I thought that this Anne Sexton quote, “Watch out for intellect, because it knows so much it knows nothing and leaves you hanging upside down, mouthing knowledge as your heart falls out of your mouth," was quite true and good and it made me think of times when I would read a lot of Sylvia Plath, Joan Didion, and Anne Sexton and nerd dudes who really positioned themselves as experts on taste (both irl and on the web) were really against that.

I think that they were reading Vonnegut, Pynchon, Bukowski and that stupid Mark Z. Danielewski book House of Leaves (I’m sorry to call that book stupid, this is actually a fake apology, when I look back I just think that the book was stupid) and I was reading a lot of that stuff too, and everything about a white nerd boy’s (or a MOC who has too many white nerd boy friends) approach to books and film and media is so obvious and transparent and rooted in racism and apathy and fearing girls.
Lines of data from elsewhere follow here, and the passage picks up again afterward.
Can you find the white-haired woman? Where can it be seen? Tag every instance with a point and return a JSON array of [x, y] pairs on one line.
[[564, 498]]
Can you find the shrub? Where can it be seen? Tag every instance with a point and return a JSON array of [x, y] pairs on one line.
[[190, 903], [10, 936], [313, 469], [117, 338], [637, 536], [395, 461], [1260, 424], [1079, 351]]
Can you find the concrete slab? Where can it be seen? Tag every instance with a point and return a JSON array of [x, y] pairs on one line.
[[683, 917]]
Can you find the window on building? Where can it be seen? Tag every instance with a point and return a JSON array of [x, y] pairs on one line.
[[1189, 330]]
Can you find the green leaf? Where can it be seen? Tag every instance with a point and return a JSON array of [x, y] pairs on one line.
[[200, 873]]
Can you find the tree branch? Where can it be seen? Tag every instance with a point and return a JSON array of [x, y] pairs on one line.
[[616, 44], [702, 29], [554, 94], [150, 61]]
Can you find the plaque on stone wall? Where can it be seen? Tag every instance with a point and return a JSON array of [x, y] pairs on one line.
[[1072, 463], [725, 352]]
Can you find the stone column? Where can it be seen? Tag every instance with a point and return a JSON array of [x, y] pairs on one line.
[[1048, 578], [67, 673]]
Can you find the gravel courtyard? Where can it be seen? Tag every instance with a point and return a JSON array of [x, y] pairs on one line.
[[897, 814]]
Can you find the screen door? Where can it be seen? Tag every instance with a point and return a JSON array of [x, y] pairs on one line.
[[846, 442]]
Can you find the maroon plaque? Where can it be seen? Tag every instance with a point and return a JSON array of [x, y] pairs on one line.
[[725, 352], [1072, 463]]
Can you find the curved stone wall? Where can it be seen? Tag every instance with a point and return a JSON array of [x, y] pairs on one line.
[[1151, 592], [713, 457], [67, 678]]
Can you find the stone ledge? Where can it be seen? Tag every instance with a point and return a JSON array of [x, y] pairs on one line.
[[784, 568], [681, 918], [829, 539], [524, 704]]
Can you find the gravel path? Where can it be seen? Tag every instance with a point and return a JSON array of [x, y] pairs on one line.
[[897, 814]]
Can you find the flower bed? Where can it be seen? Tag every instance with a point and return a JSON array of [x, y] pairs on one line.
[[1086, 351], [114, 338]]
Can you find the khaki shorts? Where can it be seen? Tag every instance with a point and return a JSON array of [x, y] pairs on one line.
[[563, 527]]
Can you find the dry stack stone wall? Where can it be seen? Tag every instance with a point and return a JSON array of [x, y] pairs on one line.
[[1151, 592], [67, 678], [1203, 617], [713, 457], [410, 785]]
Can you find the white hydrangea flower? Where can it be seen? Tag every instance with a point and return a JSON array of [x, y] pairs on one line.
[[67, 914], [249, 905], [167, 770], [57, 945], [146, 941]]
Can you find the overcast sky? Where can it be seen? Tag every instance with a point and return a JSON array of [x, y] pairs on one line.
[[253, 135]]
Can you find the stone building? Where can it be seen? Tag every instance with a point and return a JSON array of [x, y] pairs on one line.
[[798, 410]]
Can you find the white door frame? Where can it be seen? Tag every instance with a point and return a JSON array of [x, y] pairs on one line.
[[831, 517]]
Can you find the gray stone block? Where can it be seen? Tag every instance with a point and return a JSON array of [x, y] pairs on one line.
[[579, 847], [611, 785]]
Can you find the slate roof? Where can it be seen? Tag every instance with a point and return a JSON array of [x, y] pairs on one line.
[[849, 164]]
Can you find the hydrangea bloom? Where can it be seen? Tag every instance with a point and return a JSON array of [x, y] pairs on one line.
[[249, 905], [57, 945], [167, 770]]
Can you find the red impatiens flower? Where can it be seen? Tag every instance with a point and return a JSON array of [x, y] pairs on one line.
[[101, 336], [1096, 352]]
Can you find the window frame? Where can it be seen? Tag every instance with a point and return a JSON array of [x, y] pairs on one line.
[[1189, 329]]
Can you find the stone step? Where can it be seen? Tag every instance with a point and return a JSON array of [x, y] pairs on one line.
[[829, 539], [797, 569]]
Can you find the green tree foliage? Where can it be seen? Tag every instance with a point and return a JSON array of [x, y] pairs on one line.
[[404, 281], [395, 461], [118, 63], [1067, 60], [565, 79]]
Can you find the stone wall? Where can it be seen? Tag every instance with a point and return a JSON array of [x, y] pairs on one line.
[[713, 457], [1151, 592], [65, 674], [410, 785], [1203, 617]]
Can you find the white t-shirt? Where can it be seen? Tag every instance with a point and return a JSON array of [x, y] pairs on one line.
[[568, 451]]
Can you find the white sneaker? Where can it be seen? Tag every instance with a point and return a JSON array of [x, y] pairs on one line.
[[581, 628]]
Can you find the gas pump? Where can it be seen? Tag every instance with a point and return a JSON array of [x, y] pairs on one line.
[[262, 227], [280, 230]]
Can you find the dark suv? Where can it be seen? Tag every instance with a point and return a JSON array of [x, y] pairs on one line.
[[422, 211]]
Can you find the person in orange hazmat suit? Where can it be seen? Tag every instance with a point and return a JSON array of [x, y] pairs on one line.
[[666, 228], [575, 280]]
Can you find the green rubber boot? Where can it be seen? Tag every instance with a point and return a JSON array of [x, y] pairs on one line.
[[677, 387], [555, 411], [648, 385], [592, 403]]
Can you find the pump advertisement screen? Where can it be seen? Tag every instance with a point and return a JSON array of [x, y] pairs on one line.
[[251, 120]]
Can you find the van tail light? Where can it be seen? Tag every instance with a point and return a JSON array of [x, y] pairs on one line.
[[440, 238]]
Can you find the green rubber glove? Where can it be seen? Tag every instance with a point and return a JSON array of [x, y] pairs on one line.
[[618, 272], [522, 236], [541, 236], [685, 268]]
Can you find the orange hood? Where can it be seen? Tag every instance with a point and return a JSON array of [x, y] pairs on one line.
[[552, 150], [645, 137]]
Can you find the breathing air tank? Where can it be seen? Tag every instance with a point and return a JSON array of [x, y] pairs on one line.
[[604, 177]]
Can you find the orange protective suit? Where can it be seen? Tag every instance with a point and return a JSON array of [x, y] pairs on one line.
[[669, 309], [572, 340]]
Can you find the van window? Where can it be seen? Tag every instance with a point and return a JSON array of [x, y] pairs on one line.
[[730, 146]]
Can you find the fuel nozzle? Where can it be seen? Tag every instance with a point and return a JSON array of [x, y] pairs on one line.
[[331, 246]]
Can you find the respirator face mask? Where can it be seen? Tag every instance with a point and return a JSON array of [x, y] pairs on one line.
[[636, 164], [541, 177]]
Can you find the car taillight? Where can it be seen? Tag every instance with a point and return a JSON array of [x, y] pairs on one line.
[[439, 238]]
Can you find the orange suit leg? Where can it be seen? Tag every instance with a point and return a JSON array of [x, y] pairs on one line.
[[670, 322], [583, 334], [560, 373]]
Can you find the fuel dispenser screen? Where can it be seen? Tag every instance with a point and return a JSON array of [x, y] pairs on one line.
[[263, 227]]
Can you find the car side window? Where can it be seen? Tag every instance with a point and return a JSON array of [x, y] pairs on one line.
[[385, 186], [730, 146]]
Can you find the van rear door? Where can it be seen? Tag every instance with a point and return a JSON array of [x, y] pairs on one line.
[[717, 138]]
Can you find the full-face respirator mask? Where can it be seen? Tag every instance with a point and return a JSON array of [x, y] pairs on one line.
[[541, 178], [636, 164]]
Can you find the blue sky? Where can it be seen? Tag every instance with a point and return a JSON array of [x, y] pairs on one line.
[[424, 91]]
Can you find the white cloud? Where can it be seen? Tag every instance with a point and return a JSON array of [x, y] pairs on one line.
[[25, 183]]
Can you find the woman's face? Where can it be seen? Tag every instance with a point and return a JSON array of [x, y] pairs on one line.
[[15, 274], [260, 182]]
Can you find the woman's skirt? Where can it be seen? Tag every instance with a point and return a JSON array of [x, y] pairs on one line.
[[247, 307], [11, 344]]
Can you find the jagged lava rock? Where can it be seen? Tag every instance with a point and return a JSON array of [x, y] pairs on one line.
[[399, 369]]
I mean, it really took me a while to see they like what they like because of who they are, and not because it is the best, or many times, even good. I am at the point where I don’t trust the taste of any nerd ass dude who lacks self-awareness, because he is probably pompous and a coward with poor deodorant choices. 

I can think of so many white men who are quick to speak of their superior taste, despite having incredibly limited views and exposure to everything. Dudes who can "get past” the racism in Heart of Darkness but scoff at the thought of reading a Gwendolyn Brooks poem. A poem! Boys who are fascinated by war and say that war is just part of our reality, as long as the soldiers being championed are white. (Brown savages fighting is not cool though, so hopefully a white man with an expensive hat and musket will intervene and restore order)

I was listening to dudes who weren’t listening to me. And whenever that is done, when you’re hearing someone who isn’t hearing you (or even asking), there has to be an assessment of value, worth, and power. Because to be heard is powerful.

So that Anne Sexton quote is good in two ways, in that it reminds me not to cherish the words of people who fashion themselves to be super intellectual, but also to think about the kind of people who don’t see value in anything that Anne Sexton says, their reasons. There can be good reasons. But the reasons I was given were always from lazy men much more concerned with assuming authority more than the lives of women. And I find myself increasingly disinterested in anything they have to say.